Le 2 mars 1868, une vieille dame, la veuve Chaffrey était agressée par trois individus dans une rue de Marseille. Ses agresseurs étaient trois membres de la même famille, Mademoiselle C., son cousin et sa tante.
Malheureusement, la pauvre dame ne parvint pas à se remettre des coups qu’elle avait reçus et elle mourut quelques jours plus tard.
C’est dans ce contexte que, le 17 avril suivant, les trois prévenus comparaissaient devant la chambre correctionnelle de Marseille, sous la présidence de M. de Mougins-Roquefort.
L’accusation considérait que la demoiselle C. était celle qui avait porté les premiers coups à Mme Chaffrey.
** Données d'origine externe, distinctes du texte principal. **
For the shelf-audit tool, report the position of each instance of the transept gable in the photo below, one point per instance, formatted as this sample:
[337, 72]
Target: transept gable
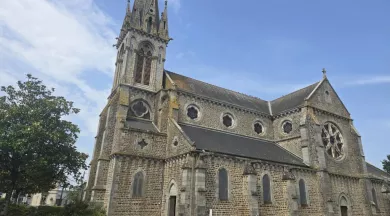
[324, 97]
Sa tante, Mme T., est ensuite venue l’aider, bientôt suivi de son cousin.
Dans la rixe, il y avait eu des vêtements déchirés, des chevelures tirées et des chignons jetés au vent.
Naturellement les prévenus s’efforcèrent d’atténuer les faits qu’on leur reprochait.
Des femmes témoins de l’histoire furent appelées à la barre. Mais, parlant un patois qui était un mélange de provençal et d’italien, certaines parties de leur discours resteront secrètes.
Le président appela la tante ensuite.
« Que répondez-vous aux charges qui s’élèvent contre vous ? lui fit-il.
— Je rendais les coups que je recevais, répondit-elle.
— Vous avez frappé assez fort, puisque le bâton s’est cassé sur les bras de la veuve Chaffrey », précisa le président.
Des murmures surgirent dans la salle.
Le président, s’adressant à une témoin féminine coiffée d’un fichu coloré, lui demanda :
« Quel est votre âge ?
— Quatre-vingt-deux ans.
— Je vous en fais mon compliment, vous les portez bien. (Rires dans la salle.) Il paraît que l’air est bon à Saint-André ! »
Un officier de santé de soixante-cinq ans, portant des lunettes, vient déclarer que la veuve Chaffrey avait l’humeur quelque peu procédurière et qu’elle venait souvent chez lui lui demander des certificats pour produire en police correctionnelle.
Le président à Mlle C., la prévenue : « La veuve Chaffrey se portait-elle bien ? »
Réponse : « Elle était plus grande que moi. »
Le président : « La taille ne fait rien à la santé. »
Finalement, l’avocat de la défense, Me Germondy, plaida l’acquittement des trois prévenus, faisant valoir l’humeur querelleuse de celle qui n’était plus et son penchant à l’ivrognerie.
Le tribunal, après avoir entendu la défense, condamna la demoiselle C. à quinze jours de prison, la femme T., la tante, à vingt jours, et le jeune T., fils de la précédente, à huit jours.
Et l’affaire était close…
- Source : Le Petit Marseillais, 21 avril 1868, p. 3, 4.